Autor: Kurt Vonnegut
Tradução: Miguel Cardoso
Editora: Alfaguara
Páginas: 288
Ora, a mera criação de uma religião já tem o seu quê de paródia, com os crentes a aderirem de forma cega a uma crença. Não há como evitar, ao longo da leitura, a horizontalidade da ideia das religiões, com as suas crenças e as suas invenções, nem com a doutrinação que procura o seguidismo. No romance, a irracionalidade provoca momentos de humor, em parte porque o humano se põe em frente ao óbvio: a crença é grande, o raciocínio é parco. Ora, introduzindo uma teoria nova, Vonnegut vai ao detalhe, explicando os dogmas da nova religião, imbuindo o texto da semântica necessária, também ela inventada. Por exemplo, “boku-maru”, acto supremo de reverência da religião, que consiste na junção de dois pés descalços de duas pessoas.
O que nunca escapa ao leitor é o tom de absurdo, seja pela ideia da suspensão da lógica que leva os crentes à religião, seja pela aposta permanente na utilização de um humor sarcástico. É que, ainda que repetida, esta estratégica não maça, não mói. Em vez disso, estrutura e torna mais densa a narrativa, blindando os pontos da ficção. A ironia é tal que as tragédias passam a graças e a noção de drama é permanentemente repensada. Isto não quer dizer que o propósito do enredo seja cómico e mais nada. Só a ideia do gelo-nove já mostra o poder da guerra, com a arma a cair em mãos que não são boas para a usar, sobressaindo aqui a negligência e as consequências trágicas da irresponsabilidade. Aliás, o próprio Hoenikker é descrito como um génio científico, mas totalmente imoral: criava pela possibilidade de criar, como resposta a um desafio, mas os efeitos da criação eram-lhe indiferentes. Exemplo:
Mas quão inocente, caramba, pode ser um homem que ajudou a construir uma coisa como uma bomba atómica? E como é possível dizer-se que um homem tem uma boa cabeça quando nem se dá ao trabalho de mexer uma palha quando a mulher mais generosa e linda do mundo, a sua própria cara-metade, está a morrer de falta de amor e compreensão…
Estremeceu e continuou:
– Às vezes pergunto-me se ele não nasceu já morto. Nunca conheci um homem menos interessado nos vivos. Às vezes acho que é esse o problema do mundo: há demasiadas pessoas em cargos importantes que estão mais mortas do que vivas.” (p. 76)

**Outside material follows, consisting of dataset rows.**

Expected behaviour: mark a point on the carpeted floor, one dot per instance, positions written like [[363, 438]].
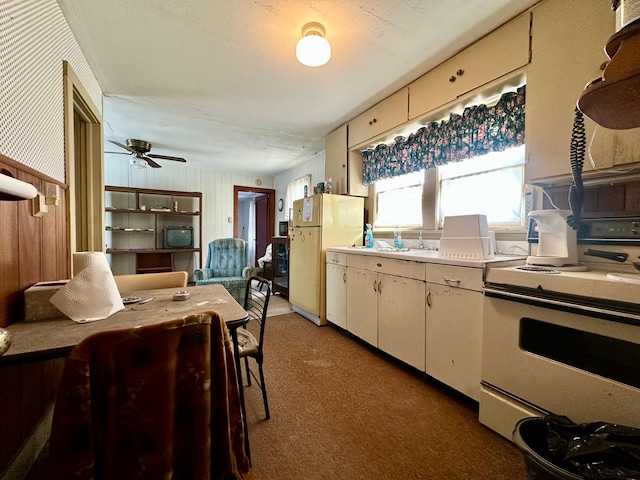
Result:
[[341, 411]]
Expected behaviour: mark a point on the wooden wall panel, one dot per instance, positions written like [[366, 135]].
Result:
[[11, 424], [9, 272], [32, 249], [30, 243]]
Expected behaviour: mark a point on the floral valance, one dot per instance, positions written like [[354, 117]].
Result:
[[478, 131]]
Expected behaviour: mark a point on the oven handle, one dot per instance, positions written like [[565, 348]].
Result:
[[560, 305]]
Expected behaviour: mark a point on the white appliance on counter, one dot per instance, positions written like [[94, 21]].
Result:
[[319, 222]]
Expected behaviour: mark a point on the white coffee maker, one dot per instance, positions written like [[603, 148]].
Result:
[[557, 241]]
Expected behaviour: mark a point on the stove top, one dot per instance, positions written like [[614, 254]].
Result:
[[590, 283]]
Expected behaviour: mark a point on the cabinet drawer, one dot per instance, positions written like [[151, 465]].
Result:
[[337, 258], [387, 114], [390, 266], [475, 66], [454, 276]]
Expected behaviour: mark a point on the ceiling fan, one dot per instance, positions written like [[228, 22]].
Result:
[[139, 149]]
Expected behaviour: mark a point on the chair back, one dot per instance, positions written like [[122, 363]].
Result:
[[256, 303], [227, 257], [137, 403], [150, 281]]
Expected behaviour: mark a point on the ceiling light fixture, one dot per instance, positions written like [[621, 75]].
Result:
[[313, 50]]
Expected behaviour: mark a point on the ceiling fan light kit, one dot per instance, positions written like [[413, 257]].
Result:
[[313, 50], [142, 159], [138, 163]]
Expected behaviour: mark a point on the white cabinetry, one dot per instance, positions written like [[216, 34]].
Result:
[[344, 169], [336, 289], [384, 116], [390, 307], [477, 65], [454, 327]]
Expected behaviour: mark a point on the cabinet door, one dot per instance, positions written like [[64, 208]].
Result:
[[565, 57], [305, 262], [362, 314], [336, 292], [454, 337], [336, 160], [401, 319], [473, 67], [387, 114]]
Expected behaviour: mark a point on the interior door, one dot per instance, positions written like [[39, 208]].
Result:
[[263, 235]]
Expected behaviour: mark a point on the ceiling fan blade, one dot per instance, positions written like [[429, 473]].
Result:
[[151, 162], [123, 146], [166, 157]]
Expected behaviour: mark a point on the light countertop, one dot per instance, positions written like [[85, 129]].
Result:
[[432, 256]]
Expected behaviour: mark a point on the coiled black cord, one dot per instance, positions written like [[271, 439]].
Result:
[[576, 153]]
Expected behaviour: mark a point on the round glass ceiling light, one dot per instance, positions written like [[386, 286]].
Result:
[[313, 50]]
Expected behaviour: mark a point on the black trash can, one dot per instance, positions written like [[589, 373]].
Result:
[[530, 435]]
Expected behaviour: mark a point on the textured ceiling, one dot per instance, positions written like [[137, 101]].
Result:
[[217, 82]]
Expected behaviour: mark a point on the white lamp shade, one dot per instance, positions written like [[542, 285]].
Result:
[[313, 50]]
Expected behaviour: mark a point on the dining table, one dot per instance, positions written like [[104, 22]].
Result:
[[38, 340]]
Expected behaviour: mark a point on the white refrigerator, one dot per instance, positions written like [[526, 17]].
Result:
[[319, 222]]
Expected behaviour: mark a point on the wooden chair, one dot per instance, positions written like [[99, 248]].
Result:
[[256, 303]]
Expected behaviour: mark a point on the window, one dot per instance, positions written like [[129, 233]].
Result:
[[399, 201], [491, 184], [295, 190]]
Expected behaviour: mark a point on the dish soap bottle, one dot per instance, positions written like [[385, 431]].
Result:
[[368, 237], [397, 238]]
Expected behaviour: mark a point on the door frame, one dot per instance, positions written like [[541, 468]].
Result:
[[84, 166], [271, 202]]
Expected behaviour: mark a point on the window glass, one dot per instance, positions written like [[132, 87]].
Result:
[[491, 185], [295, 191], [399, 201]]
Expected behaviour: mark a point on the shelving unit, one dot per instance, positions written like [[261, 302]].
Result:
[[280, 265], [135, 222]]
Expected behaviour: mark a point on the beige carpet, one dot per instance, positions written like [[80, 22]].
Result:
[[341, 411], [278, 305]]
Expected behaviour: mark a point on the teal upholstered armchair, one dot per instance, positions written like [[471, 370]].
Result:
[[228, 265]]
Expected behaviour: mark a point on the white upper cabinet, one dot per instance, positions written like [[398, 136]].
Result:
[[384, 116], [344, 168], [502, 51]]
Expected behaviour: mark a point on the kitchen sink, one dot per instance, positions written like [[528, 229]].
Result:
[[625, 277]]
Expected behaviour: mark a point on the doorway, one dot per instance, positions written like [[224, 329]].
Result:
[[84, 166], [254, 218]]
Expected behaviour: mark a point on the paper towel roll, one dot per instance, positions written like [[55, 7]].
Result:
[[82, 260], [92, 293], [14, 189]]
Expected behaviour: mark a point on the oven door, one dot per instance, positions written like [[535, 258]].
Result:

Ao mesmo tempo, salta à vista a forma como o autor brinca com a ideia de verdade, metendo na narrativa, em concomitância, verdades e mentiras, diluindo as fronteiras entre racionalidade e irracionalidade – e, dando, com essa diluição, o triunfo à segunda nas relações sociais.
Ao longo da leitura, cada parágrafo sabe a sátira. Vonnegut não tenta sequer fingir que o romance não é puro sarcasmo. Em vez disso, oferece-o ao leitor de forma exuberante, exagerando propositadamente, fazendo do próprio exagero um elemento interno vinculativo da narrativa, não um defeito, uma incapacidade de doseamento. Isso vê-se até pela forma como a ação vai acontecendo em velocidade, em capítulos rápidos, cortantes, numa construção sensorial alucinante. É que, posta a engrenagem do romance em prática, de repente a Humanidade dá por si em face ao seu desaparecimento, numa mescla rápida de ficção científica e realismo fantástico.
Fechado o romance, há a sensação de que a experiência de leitura foi uma corrida que foi escapando aos galopes pelas mãos. Encarado o progresso como um fim em si, também há a sugestão de uma estupidez quase universal, para que muito contribui a religião inventada. E, mesmo com todos estes artifícios, que mais não são do que uma estratégia milimetricamente delineada, sobressai a ideia de frontalidade por parte de Kurt Vonnegut.
A autora escreve de acordo com o antigo acordo ortográfico.